The rain outside may have been coming down in sheets but there was no shortage of undimmed sunny optimism on display at the opening day of London Tech Week on Monday.
As 50,000 people filed into a string of venues across the capital, HM Government did its best to gloss over the simmering political chaos in Westminster by spewing out a brace of upbeat pronouncements about the magical condition of the nation’s tech industry.
Since last year’s event, it claimed 13 new “unicorns” - technology companies worth more than $1bn - have been created, bringing the total number in the UK to 72.
At 18, London has more financial technology unicorns than San Francisco’s 15. While London also leads European cities with 45 unicorns, compared to 10 in Berlin, 9 in Paris and Stockholm respectively.

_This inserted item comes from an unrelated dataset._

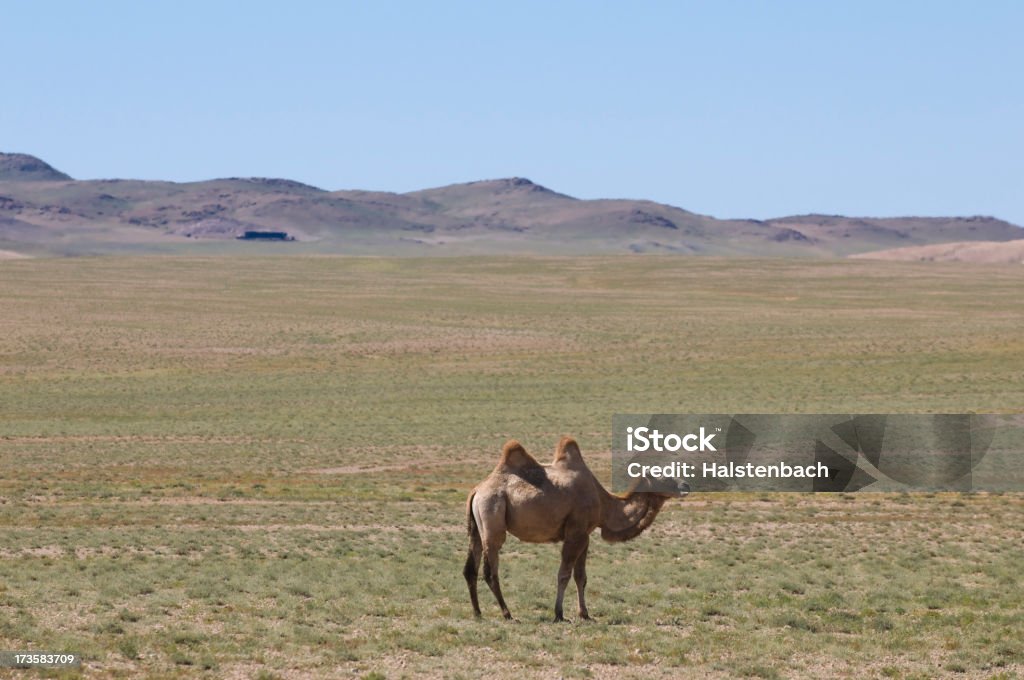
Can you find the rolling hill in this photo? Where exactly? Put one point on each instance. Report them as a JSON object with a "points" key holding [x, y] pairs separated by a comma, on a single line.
{"points": [[45, 212], [980, 252]]}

All of this sounds terrific naturally.
'Britain on the cusp of the next industrial revolution'
And with all of the panache to be expected of a Prime Minister awaiting the removal vans to arrive outside 10 Downing Street any day now, Theresa May rounded it all off with a stirring speech about how Britain sits “on the cusp of the next industrial revolution. Government will back you all the way etc etc”.
In a sense, she was right.
Although some of the statistics were a stretch (do AutoTrader, which was founded in 1975, car insurer Admiral, or oil and gas research firm Wood Mackenzie, set up in 1973, really qualify as technology ‘unicorns’ for example?) Britain’s technology industry does have plenty to be proud of.
It remains resilient, spurred on by a strong entrepeneurial culture and good universities which continue to produce expertise in areas such as Artificial Intelligence (AI) and financial technology.
Helped by the City of London, a deep pool of capital and expertise also exists to help fund young and innovative companies, which benefit from a sensible tax and regulatory regime.
But complacency can be a dangerous British trait.
And with all this talk of unicorns, there is a risk ministers may be tumbling, deluded into a fantasy kingdom of their own making.
The reality about UK talent and investment
Look beyond the spin and the rosy headlines, and there is cause for concern - and not just about the fuzzy definition of Britain’s current crop of unicorns.
A recent report from Penningtons Manches, the law firm, and Beauhurst showed foreign investment into the UK slumped 29pc last year and cited political turmoil as a key factor.
In 2018, British companies raised a total of £4.2bn in deals involving at least one non-UK investor. That’s not bad but was down from a record £6bn a year earlier.
Speaking with delegates at London Tech Week it was clear that three years of unresolved Brexit uncertainty are poisoning many of the things which helped build a fertile breeding ground for technology entrepeneurship in the first place.
One of the enduring themes this year was the impact on investor confidence and whether the UK is facing a brain drain of talent.
There are other problems too.
Britain’s investment in research and development remains poor.
Total R&D expenditure in the UK in 2016 represented 1.7pc of GDP, unchanged from 2015, and well below the EU’s provisional target of 2pc.
Compare that to Sweden and Israel which both exceed 4pc.
The UK is also performing below competitor nations in Europe, and lags below the OECD average.
This matters because if the UK aims to build a high-tech economy after Brexit then funding for research and innovation will be paramount to spur the growth of the next generation of companies.
Funding of UK R&D from overseas continued to fall in 2017 - the most recent year available - for the third consecutive year to £5 billion in 2017. That was 10.2% lower than the peak in 2014 of £5.6 billion.
Perhaps more important, the UK’s reputation as a stable, open economy is suffering.
Three years after the EU referendum, much of the optimism around the UK’s technology industry is fading and there is concern that Britain is losing investment, jobs and business to rival European centres including Paris, Berlin and Stockholm.
The issue is not so much a fear of Brexit itself as the sense of drift and uncertainty around where the country is going while the prospect of a Corbyn government doesn’t help.
Ronan Harris, managing director of Google’s UK operations, summed up the atmosphere well:
“If you’re sitting on the West Coast in California and you’re reading the headlines about what’s going on with Brexit, it’s creating uncertainty. We have to work that little bit harder to sell ‘Brand Britain’”.
It’s a sales pitch that whoever replaces Theresa May as Prime Minister will need to focus on hard if he or she is to shore up confidence in a vital national industry.